The majority of the walking was through lush pine forests and ancient woodlands, home to rare native wildlife such as pine martens, red squirrels, Scottish wildcats and golden eagles. Alison frequently heard the sound of cuckoos, recognised a kestrel and a buzzard circling over the treetops and even saw a young roe deer with its white rump hurry away when it heard someone approaching.
Alison walked The Great Glen Way in early May when the hillsides above the lochs and the canal banks were covered with brilliant yellow gorse. Heather along the path was beginning to form its tiny flowers and spruce and fir trees were sprouting their cones. Clusters of primroses, wood anemones and bluebells alongside the path were constant companions for her.
In two sections of the Great Glen Way it divides into a High and Low Route. Each time our intrepid walker took the high route, which provided stunning views of the lochs of the Great Glen and wonderful vistas of distant mountains, some with their summits covered in snow.
Some of the rich history and culture of Scotland is revealed as the route continues past forts and castles such as the ruined Urquhart Castle on the shores of Loch Ness, built around 1250, and Old Inverlochy Castle, dating from 1260. Mysterious abandoned sailing craft and large flat-bottomed wooden boats can be seen resting on some of the small sandy beaches along the loch shores.

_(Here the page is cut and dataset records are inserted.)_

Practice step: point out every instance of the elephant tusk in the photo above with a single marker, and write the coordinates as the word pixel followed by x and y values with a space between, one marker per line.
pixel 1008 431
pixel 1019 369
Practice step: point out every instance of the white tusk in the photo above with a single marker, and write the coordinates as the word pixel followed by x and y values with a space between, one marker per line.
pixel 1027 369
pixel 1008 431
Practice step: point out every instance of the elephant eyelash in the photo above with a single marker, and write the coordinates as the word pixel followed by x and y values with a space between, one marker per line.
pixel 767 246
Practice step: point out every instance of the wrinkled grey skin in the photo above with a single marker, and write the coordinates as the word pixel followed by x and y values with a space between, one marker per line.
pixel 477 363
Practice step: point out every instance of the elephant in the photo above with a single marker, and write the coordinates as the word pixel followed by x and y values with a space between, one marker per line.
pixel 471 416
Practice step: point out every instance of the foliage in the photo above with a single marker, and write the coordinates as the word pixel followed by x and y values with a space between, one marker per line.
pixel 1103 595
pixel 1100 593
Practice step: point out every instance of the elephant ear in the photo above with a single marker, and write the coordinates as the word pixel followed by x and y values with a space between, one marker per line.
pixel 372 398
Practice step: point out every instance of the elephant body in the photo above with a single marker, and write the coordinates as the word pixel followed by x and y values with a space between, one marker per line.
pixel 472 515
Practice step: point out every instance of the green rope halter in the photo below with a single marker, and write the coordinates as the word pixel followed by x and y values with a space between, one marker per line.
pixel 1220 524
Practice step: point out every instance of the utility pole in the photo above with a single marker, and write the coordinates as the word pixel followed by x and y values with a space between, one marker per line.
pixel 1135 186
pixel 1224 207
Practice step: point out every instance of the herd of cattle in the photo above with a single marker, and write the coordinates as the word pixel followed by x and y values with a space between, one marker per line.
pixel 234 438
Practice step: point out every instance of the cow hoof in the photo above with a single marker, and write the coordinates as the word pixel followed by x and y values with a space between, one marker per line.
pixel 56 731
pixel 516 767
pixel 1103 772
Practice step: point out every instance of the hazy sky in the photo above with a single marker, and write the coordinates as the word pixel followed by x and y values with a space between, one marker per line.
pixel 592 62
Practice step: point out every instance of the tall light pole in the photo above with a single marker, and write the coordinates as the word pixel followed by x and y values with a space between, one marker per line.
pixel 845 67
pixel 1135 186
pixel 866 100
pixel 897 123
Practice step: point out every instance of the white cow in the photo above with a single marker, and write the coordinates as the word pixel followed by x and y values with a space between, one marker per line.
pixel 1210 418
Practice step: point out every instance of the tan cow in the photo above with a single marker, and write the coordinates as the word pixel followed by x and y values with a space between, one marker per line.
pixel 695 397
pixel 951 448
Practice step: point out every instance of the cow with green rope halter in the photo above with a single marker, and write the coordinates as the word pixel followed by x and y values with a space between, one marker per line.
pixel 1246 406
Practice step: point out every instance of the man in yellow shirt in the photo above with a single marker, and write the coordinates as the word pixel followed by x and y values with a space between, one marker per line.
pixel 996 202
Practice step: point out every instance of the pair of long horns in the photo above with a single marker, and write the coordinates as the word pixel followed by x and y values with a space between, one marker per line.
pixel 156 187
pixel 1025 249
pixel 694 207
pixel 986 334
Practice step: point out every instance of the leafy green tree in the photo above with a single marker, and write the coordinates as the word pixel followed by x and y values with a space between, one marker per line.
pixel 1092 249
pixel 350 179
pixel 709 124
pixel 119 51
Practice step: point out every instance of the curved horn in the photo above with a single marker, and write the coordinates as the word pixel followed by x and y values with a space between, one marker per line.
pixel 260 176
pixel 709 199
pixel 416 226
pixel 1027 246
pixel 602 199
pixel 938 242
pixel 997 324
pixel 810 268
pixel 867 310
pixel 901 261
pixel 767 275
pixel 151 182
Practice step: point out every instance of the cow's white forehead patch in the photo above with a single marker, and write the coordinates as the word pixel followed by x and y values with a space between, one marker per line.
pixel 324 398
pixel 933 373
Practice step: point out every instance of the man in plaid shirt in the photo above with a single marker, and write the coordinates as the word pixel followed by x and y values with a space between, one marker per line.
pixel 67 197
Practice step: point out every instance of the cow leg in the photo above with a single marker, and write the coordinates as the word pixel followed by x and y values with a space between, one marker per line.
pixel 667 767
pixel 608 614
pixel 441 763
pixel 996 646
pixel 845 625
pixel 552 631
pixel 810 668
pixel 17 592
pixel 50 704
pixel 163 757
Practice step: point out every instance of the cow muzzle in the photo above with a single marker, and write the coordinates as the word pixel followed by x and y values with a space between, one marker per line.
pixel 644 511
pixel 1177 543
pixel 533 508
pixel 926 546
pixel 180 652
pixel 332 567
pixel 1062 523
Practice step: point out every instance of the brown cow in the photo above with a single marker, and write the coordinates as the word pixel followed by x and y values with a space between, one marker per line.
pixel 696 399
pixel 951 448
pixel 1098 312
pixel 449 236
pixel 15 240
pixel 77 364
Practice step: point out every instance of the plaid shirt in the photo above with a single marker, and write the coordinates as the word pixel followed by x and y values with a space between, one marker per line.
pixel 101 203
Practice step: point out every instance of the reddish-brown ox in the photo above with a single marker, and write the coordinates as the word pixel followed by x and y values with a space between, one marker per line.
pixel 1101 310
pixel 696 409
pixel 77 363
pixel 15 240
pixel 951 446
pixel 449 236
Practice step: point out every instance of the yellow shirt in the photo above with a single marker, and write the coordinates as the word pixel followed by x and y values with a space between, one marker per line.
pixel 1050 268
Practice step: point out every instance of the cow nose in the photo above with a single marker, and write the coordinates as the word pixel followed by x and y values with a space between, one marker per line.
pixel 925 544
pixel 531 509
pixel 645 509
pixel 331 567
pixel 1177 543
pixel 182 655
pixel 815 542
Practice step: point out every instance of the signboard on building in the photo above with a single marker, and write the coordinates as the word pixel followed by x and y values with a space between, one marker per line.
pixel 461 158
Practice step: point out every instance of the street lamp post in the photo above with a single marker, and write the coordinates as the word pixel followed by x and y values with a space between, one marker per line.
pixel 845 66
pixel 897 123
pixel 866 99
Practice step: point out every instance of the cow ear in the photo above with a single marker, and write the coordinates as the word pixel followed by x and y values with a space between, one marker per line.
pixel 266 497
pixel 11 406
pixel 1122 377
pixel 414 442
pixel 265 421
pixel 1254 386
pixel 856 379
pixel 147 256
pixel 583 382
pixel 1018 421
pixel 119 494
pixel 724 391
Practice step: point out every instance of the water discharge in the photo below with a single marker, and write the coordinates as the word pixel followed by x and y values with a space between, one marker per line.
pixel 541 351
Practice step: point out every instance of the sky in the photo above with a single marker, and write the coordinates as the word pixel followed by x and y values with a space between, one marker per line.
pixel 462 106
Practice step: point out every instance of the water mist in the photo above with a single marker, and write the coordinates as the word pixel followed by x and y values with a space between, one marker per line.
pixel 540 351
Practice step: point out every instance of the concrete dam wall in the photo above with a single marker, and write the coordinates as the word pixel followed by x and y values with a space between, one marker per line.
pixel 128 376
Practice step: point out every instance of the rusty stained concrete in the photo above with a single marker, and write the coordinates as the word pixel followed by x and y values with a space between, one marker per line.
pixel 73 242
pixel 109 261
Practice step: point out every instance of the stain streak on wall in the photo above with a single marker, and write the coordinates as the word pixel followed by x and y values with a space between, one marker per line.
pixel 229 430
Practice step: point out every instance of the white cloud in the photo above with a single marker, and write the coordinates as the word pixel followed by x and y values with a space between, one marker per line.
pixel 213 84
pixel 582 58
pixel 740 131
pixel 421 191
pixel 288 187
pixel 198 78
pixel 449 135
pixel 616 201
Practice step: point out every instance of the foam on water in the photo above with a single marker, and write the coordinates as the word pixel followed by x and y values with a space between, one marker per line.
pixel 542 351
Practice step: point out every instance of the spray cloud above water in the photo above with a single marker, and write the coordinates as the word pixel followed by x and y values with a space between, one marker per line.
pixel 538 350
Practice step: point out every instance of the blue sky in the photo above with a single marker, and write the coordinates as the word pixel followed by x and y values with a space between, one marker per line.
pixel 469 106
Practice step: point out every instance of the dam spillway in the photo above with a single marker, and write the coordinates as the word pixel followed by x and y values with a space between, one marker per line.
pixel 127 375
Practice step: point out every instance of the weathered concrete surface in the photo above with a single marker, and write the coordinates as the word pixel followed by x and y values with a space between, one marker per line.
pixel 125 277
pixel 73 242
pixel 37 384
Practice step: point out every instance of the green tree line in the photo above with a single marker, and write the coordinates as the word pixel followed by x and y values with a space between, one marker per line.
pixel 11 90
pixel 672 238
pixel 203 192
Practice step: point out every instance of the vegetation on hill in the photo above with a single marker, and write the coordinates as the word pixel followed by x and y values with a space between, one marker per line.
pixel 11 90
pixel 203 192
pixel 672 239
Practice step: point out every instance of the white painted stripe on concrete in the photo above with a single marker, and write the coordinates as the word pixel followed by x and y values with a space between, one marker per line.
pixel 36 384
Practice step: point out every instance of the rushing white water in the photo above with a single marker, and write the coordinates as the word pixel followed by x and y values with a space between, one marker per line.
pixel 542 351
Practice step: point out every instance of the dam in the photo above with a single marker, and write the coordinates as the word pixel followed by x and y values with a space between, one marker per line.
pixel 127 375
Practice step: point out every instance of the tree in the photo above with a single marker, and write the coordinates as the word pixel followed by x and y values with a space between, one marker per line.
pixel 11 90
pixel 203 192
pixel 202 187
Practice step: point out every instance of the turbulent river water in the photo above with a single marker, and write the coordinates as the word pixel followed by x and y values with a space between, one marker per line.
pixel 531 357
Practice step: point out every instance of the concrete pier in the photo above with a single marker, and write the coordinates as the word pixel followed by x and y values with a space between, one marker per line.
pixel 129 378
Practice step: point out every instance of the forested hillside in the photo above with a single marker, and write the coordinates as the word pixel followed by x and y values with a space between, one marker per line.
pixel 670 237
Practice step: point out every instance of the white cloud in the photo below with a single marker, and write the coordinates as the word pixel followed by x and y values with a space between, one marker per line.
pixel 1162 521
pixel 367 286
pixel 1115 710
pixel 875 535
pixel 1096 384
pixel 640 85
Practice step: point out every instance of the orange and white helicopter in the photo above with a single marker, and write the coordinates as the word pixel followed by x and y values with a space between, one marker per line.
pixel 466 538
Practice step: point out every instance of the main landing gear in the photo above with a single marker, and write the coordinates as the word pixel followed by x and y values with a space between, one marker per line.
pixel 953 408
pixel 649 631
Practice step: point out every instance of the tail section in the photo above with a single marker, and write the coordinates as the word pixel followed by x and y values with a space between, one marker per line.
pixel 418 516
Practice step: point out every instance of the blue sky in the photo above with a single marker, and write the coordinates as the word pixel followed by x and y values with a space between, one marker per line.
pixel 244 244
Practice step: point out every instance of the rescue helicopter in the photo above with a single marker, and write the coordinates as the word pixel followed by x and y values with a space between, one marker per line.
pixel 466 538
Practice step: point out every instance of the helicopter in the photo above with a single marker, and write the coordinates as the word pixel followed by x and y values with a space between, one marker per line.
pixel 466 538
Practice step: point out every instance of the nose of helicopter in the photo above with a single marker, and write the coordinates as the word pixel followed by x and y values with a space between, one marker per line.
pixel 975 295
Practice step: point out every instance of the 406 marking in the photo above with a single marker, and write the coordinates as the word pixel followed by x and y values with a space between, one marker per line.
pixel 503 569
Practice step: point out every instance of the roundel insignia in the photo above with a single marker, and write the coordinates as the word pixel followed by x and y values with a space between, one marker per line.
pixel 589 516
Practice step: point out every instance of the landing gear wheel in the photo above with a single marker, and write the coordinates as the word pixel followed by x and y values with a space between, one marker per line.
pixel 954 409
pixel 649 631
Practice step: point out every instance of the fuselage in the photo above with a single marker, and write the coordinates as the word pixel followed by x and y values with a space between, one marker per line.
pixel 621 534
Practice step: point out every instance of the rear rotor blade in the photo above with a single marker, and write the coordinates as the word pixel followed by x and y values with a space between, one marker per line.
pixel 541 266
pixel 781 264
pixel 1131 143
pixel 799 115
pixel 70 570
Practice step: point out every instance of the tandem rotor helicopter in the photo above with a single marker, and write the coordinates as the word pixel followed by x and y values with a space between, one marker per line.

The walk passes near the Clan Cameron Museum, covering the history of the clan and its Jacobite connections and photos of when the area around the Great Glen was used for training of around 25,000 commandos during World War 2, centred around Achnacarry House. Nearby, at Spean Bridge the famous 17ft-high Commando memorial can be viewes, a bronze statue of three Commando soldiers looking towards Ben Nevis and the surrounding mountains, with the inscription ‘United We Conquer’.
The Caledonian Canal itself, a marvel of engineering, was designed by Thomas Telford and William Jessop and opened in 1822 to link the west and east coasts of Scotland via the lochs of the Great Glen fault. Highlights along the route are the series of eight locks of Neptune’s Staircase at Banavie and the flight of four locks at Fort Augustus, where sailing boats can be raised up through each lock.
There are many bridges along the route, such as the elegant Bridge of Oich, a double cantilever chain bridge built across the River Oich in 1850. In Invermoriston the splendid double-arched Old Bridge, also built by Thomas Telford in 1813, spans the magnificent Invermoriston Falls, where the River Moriston tumbles across bands of rock over rapids through deciduous and conifer woodland on its way to meet Loch Ness.
Our adventurer thoroughly recommends the Great Glen Way as a long-distance walk, confirming it’s easily achievable by an ‘average’ walker in 6-7 days, with many interesting places to stay overnight, such as Fort Augustus and Drumnadrochit. It could also be done in single sections, as there is a good bus service along much of the route. People often cycle the Great Glen Way and some even canoeing it.
If you enjoy stunning scenery, gentle walking and discovering the UK, why not challenge yourself and embark on an adventure?